Catherine is Asst Prof in Social Policy at the School of Social Work and Social Policy, Trinity College Dublin.  Her research interests are: gender, sexuality and reproductive health; intergenerational family relations; sexual socialization and; critical qualitative methodologies.  Her teaching areas currently include Families and Social Policy in Ireland and Research Methods for Practitioners.  She has a strong track record of applied policy research including for the HSE Crisis Pregnancy Programme/Crisis Pregnancy Agency, the Equality Authority and the Combat Poverty Agency. She co-authored, with Evelyn Mahon and Lucy Dillon Women and Crisis Pregnancy published by Government Publications in 1998.   Recent academic publications include lead authored articles in Gender & Society (Women (Re)Negotiating Care across Family Generations: Intersections of Gender and Socioeconomic Status. 28, (5) 729-751, 2014. ) and Qualitative Research (Emergent Reconstruction’ in Grounded Theory: Learning from Team Based Interview Research.  15, (1) 39-56, 2015).  Forthcoming publications include a co-edited collected (with Aideen Quilty and Sinead Kennedy) entitled The Abortion Papers Ireland Volume Two with Cork University Press.  An interest in innovative translation of applied policy research led to a recent project translating research with women concealing pregnancy into an Opera performance in collaboration with colleagues in Music and English.

Dr. Bríd McGrath

Dr. Bríd McGrath (B.A. (Mod.), M. Litt., Ph. D., D.L.I.S.) is a researcher and information consultant who has worked in the health and social services sector in Ireland for more than 30 years.  She is an expert in sources of quality information in the social services and social policy areas and in their effective exploitation.

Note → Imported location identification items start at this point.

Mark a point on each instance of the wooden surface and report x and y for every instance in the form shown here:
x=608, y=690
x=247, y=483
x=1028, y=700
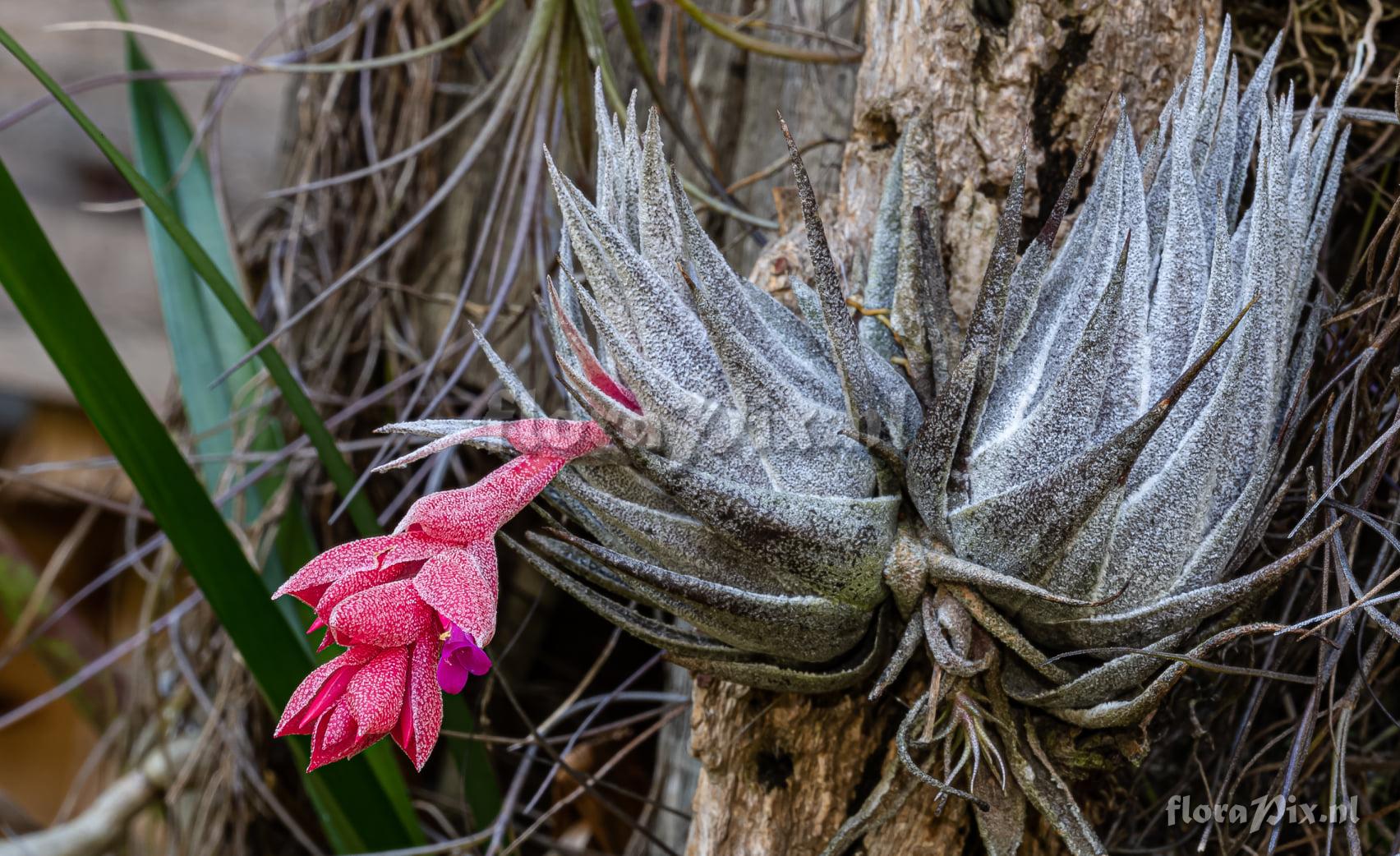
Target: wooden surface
x=780, y=772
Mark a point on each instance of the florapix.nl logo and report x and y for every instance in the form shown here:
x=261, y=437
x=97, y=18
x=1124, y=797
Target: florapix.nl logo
x=1259, y=813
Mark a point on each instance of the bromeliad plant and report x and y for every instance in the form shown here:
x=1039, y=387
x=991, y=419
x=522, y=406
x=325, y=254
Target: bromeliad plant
x=1080, y=472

Bríd is a former Research Fellow in the Departments of Social Policy and Psychology in Trinity College Dublin and has also lectured in the Department of Library and Information Studies, U.C.D. She has worked as a Research Associate in the School of Social Work and Social Policy since 1994. Bríd has published reports, papers and articles on issues related to social affairs in Ireland, information services and policy, and also early modern Irish history.

Ms. Daniela Rohde

Daniela completed the MSc in Applied Social Research in 2013. Following this, she worked as a research assistant in the School of Nursing, Midwifery and Health Systems in UCD, before commencing a PhD in RCSI in 2014. Her PhD explores the association between cognitive impairment and medication adherence in stroke patients. Daniela's research interests include stroke and cardiovascular disease, mental health, health behaviours and quantitative methodologies. Daniela teaches quantitative research analysis techniques using SPSS.

Ms. Siobhan Scarlett

Siobhan completed the MSc in Applied Social Research in 2013. Her thesis examined the effects of chronic illness on children Ireland. She is a research assistant and data manager with The Irish Longitudinal Study of Ageing (TILDA) initially focusing on frailty and disability in the older population. She has also undertaken a PhD with TILDA looking at physical activity and sleep patterns using accelerometer data and exploring the relationship this has with cognition and multisensory impairment in Ireland’s older population. Siobhan teaches quantitative research analysis techniques using SPSS.